Chapter 4
Aveline Was Afraid of Pain
389 words
After the lake, I fell ill.
The water had been cold.
The weeds had bruised my ankle black.
My lungs hurt every time I breathed.
Aveline ran to call the physicians.
She returned alone.
Jocelyn’s people had stopped her.
“There are no physicians available,” they told her.
A lie.
In the palace, lies wore official robes.
My fever worsened through the night.
Briar wanted to break down the medical hall doors.
Aveline cried and begged me to hold on.
Finally, she ran to Lady Sorelle, one of the few women in the palace who still treated me as human.
Sorelle brought a physician herself.
I lived.
Unfortunately.
The next trap came soon after.
Jewelry found in the wrong place.
Poison where it should not be.
Witnesses who had seen too much and understood nothing.
Every thread led to me.
Aurelian came with soldiers.
His face was colder than winter.
“Why?” he asked.
That was all.
Not did you do this?
Not tell me the truth.
Why?
Because he had already judged me guilty.
I opened my mouth.
Aveline stepped forward.
“It was me.”
The room froze.
My blood went cold.
“Aveline,” I said.
She did not look at me.
“I hated Lady Jocelyn,” she said, voice shaking. “She stole His Majesty’s affection and made my lady suffer.
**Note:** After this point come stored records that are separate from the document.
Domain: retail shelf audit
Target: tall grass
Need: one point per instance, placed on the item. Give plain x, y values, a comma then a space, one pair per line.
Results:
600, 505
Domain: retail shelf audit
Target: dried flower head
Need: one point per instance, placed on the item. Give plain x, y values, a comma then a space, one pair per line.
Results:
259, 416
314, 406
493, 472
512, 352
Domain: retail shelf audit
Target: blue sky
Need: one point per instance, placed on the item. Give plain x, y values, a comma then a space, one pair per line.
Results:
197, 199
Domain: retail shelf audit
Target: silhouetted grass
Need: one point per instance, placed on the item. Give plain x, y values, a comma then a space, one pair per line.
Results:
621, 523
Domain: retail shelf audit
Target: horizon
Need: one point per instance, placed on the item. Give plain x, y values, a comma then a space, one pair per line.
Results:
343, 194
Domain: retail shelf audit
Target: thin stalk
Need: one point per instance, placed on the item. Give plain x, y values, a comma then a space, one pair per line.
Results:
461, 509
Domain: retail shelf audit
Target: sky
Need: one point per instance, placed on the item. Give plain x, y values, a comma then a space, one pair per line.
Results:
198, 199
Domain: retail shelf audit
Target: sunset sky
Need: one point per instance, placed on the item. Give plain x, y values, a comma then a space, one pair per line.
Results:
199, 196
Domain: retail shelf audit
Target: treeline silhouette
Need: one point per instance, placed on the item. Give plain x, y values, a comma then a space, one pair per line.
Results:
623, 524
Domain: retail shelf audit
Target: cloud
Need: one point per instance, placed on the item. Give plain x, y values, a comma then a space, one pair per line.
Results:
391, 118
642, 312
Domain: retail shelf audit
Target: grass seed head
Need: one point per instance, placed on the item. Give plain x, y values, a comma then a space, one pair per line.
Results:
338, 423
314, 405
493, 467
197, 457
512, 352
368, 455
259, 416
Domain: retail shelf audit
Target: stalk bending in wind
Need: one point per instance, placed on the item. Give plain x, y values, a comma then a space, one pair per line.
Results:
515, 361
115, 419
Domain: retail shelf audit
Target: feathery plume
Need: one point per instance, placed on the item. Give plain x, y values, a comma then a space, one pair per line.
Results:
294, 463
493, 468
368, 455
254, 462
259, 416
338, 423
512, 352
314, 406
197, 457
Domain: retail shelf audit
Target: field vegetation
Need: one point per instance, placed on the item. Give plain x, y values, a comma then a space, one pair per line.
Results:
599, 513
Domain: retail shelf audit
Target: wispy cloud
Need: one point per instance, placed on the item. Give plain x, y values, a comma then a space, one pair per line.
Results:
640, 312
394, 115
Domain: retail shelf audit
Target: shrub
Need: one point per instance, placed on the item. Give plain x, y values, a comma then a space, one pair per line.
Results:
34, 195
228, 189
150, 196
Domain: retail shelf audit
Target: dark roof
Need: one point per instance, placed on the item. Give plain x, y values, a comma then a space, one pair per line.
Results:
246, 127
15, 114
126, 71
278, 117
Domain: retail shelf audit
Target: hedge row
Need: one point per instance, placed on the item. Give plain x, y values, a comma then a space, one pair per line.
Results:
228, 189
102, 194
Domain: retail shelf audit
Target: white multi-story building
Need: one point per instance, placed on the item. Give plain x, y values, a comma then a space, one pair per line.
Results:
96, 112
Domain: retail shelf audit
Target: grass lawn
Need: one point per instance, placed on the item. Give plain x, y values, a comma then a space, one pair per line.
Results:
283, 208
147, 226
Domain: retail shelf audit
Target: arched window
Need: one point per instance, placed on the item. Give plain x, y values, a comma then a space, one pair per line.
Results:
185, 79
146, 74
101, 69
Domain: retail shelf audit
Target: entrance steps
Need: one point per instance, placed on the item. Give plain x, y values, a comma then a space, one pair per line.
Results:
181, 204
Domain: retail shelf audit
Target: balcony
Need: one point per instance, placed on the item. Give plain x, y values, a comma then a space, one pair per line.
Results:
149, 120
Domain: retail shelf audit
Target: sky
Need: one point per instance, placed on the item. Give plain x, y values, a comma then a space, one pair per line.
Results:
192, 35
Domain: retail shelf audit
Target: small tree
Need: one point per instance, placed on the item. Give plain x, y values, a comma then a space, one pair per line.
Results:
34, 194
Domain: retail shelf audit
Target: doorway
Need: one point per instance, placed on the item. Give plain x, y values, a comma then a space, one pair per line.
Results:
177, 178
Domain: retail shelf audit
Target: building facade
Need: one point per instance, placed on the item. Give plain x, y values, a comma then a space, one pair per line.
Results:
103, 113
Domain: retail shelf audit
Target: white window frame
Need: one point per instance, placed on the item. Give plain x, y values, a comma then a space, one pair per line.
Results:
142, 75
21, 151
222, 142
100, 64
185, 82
I acted alone.”
“No.”
My voice cracked.
“No, she lies.”
Aurelian looked between us.
Perhaps he knew.
Perhaps he only needed someone to punish.
Aveline was taken away.
I was confined, but unharmed.
She returned three days later.
Not walking.
Briar carried her.
Aveline had always been round-cheeked and lively, the kind of girl who smiled even while doing dull work. She feared needles. She cried over paper cuts. Once, she screamed because a kitchen cat scratched her hand.
Now her body was covered in wounds.
She had faced torture because she loved me.
I touched her cold face.
No tears came at first.
Only a hollow sound from somewhere inside my chest.
Briar knelt beside me, silent.
We buried Aveline beneath the cherry tree.
The same tree where Aurelian had once promised to build me a swing.
The same tree under which I would one day die.
After that, Briar spoke less.
I smiled less.
And whatever remained of the girl who believed in Arlen began to rot quietly inside me.